Additive manufacturing of crack-free large IN738LC parts through tailored substrate designs

Abstract

Additive Manufacturing (AM) is revolutionizing industrial production by enabling the direct fabrication of intricate geometries, far beyond the capabilities of traditional manufacturing methods. However, stress-induced cracking remains a significant challenge in AM, especially in hard-to-weld metallic materials like the Ni-based superalloy IN738LC. To address this issue, a novel substrate design has been developed for Laser Directed Energy Deposition (L-DED) to mitigate stress and prevent crack formation. This innovative substrate allows for more unrestricted thermal expansion and contraction of the deposited layers, a key factor in preventing stress accumulation that typically leads to cracking.
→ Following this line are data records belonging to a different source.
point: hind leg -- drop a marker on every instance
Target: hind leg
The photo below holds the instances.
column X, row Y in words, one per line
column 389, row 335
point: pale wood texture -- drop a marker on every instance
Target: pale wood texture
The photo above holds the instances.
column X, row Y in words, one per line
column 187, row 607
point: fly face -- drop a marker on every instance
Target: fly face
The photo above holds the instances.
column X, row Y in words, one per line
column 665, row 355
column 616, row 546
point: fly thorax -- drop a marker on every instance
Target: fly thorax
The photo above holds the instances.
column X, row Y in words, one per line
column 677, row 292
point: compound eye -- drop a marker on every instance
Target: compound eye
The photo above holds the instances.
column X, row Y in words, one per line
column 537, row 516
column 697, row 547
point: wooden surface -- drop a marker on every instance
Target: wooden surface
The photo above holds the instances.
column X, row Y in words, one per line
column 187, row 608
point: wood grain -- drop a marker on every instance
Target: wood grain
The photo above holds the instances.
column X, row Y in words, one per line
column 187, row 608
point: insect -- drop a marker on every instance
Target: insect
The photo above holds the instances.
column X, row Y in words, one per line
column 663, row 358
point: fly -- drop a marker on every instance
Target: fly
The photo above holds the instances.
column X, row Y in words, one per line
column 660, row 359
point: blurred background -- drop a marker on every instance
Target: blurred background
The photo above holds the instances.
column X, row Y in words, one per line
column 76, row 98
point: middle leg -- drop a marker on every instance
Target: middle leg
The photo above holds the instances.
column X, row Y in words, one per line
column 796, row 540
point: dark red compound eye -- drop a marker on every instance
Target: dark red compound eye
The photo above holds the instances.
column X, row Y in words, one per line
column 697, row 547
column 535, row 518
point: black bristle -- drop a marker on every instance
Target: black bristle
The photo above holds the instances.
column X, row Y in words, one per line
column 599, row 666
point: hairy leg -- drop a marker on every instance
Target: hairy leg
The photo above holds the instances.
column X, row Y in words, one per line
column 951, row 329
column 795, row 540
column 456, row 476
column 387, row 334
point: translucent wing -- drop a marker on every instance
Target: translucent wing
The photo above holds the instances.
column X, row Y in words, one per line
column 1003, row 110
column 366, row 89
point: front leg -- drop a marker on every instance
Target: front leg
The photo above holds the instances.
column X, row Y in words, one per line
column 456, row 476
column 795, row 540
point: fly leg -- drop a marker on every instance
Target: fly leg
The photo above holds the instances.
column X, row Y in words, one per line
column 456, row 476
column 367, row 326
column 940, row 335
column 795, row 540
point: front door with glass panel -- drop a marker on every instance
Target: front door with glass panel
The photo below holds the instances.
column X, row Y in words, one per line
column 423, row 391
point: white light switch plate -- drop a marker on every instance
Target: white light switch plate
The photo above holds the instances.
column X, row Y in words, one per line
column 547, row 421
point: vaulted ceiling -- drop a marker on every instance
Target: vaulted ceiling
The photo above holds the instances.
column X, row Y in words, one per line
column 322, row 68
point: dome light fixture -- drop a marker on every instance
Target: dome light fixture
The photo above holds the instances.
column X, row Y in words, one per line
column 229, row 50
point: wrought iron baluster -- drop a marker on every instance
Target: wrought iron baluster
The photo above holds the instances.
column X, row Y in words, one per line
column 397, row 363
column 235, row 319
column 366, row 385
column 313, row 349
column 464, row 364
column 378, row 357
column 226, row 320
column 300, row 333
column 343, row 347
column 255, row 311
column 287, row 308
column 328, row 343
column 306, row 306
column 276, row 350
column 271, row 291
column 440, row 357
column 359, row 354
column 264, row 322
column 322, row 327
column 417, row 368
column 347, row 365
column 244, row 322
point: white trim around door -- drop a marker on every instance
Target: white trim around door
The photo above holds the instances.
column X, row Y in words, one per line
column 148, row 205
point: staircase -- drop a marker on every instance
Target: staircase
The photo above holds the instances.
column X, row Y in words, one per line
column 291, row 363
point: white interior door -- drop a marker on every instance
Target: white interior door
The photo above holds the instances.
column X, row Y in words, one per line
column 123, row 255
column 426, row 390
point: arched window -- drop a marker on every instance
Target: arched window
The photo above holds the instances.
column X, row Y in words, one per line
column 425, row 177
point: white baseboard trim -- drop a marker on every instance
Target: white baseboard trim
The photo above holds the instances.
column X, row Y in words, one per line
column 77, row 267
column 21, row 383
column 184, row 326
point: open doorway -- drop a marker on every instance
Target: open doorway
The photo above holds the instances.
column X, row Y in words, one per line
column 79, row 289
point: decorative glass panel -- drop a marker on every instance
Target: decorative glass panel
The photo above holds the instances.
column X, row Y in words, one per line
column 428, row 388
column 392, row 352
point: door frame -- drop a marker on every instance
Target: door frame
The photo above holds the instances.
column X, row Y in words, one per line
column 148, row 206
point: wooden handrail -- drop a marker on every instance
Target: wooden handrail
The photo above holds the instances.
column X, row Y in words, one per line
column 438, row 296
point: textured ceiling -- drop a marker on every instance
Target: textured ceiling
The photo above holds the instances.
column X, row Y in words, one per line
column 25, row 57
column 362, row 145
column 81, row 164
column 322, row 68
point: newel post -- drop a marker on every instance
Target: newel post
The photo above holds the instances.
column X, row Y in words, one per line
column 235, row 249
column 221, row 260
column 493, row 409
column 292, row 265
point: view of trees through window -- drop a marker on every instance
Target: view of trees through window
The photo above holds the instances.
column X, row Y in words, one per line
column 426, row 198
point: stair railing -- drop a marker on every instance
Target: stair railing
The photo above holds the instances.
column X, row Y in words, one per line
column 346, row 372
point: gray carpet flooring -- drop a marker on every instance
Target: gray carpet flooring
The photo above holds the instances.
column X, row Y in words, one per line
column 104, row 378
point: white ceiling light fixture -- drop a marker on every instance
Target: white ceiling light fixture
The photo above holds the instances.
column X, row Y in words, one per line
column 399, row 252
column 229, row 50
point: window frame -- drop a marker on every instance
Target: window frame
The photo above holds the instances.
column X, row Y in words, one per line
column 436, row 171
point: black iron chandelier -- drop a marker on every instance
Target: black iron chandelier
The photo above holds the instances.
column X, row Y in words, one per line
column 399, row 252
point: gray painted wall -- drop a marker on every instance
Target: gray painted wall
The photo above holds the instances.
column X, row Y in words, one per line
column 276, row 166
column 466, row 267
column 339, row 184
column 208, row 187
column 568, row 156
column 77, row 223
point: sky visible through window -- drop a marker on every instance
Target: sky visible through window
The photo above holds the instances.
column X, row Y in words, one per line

To validate its effectiveness, IN738LC components were fabricated using both standard and designed substrates. In-situ temperature and displacement measurements were recorded throughout the L-DED process, and the data were used to calibrate a specialized thermo-mechanical finite element model tailored for AM. The simulations identified areas of high stress concentrations and potential cracking sites. With the standard substrate, cracks were observed to initiate, propagate and self-seal during the L-DED process. In contrast, the designed substrate completely eliminated stress accumulation, preventing any cracking. This novel approach successfully enabled the production of large-scale (over 220 mm) crack-free IN738LC components without the need for preheating, additional equipment, or modifications to the alloy composition—requirements that were previously considered essential. Moreover, the mechanical properties of the fabricated components were significantly improved, achieving a tensile strength of 1152.7 MPa and an elongation of 16.1 %, demonstrating the potential of this substrate design to advance the fabrication of industrial components.